2社めに登場したのは、トラックの荷台部分を製造している東洋ボデーだ。同社では、2000年にISO 9001の審査登録を行って以来、環境に対するさまざまな取り組みを行ってきたという。近年は特に原油高騰、エコタイヤの需要向上、東京都の環境への取り組みをはじめとするCO2削減の必要性などから、エコ対応のトラック需要が高まっていたという。また、これらに加え、普通免許取得後2年間は車両総重量5t以下の車しか運転できないという新免許制度も影響し、より軽量な荷台が求められてきたという。
そこで同社では、燃費改善、CO2削減、免許制度対応という3つの課題を解決するものとして、飲料水運搬用のボトルカーに、従来製品比で15%軽量化した車両を2007年に投入。さらに、2010年には25%の軽量化を実現している。

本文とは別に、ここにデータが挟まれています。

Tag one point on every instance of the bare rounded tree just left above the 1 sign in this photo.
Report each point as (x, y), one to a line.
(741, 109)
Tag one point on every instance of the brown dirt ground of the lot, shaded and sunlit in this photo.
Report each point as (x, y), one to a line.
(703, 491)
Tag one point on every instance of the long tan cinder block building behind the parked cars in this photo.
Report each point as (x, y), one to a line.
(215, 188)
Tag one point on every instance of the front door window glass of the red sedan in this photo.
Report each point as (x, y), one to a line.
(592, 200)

同社では、いきなり環境対策のための大きな投資は難しいことから、コピー用紙の削減や蛍光灯利用数の削減等、身近なところからスタート。中には、自動販売機の夜間照明を停止というものも実施したという。そして、同社ではこれらの活動によって削減できた経費を、次の環境対策の設備に投資するという方法を採用。新たに導入したハードウェアに関しては、単年償却を原則とした。環境のために大きな投資を行わず、企業として少ない負担でスタートさせることで成功させた事例だ。

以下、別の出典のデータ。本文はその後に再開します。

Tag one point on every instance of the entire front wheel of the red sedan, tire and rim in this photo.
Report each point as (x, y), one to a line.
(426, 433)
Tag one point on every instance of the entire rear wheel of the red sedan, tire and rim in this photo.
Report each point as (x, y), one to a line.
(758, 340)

最後に登場したのは、スーパーマーケットを運営するライフコーポレーションだ。同社では、ソフト面ではワーキンググループの立ち上げやコンサルタントによる指導、環境教育を行うとともに、啓発ポスターやステッカーの掲示を行ったという。
ポスターには、指1本で簡単にCO2が削減できるというメッセージを込めた手のイラストと「チェック」の文字のみを記載。節電・節水というようなありふれた言葉を掲げても、社員に響かないという判断で作成したという。また、短期的な目標を掲げる従業員向けポスターは、取り組み開始当初は3カ月おきに更新、従業員が通るいたるところで新しいものを目にできるようにしていたという。これは、見慣れてしまうことを避けるための取り組みだ。
ハード面では、店舗での調理器具をオール電化に切り替えることや、店舗照明のLEDライトへの取り替えなど大掛かりなもののほか、冷凍・冷蔵ブースの夜間光熱費削減を実現するナイトカーテンの設置やエスカレータの不要な照明の撤去など、細かな対策も行われた。また、冷蔵・冷凍ケースの防露ヒーターに制御装置を追加することで、季節に合わせ適切な設定切り替えを行えるように変更している。
どの企業でも大規模な省エネ装置の導入などは行っておらず、ムダの排除や意識改革など、身近な取り組みから大きな成果につなげているのが印象的だった。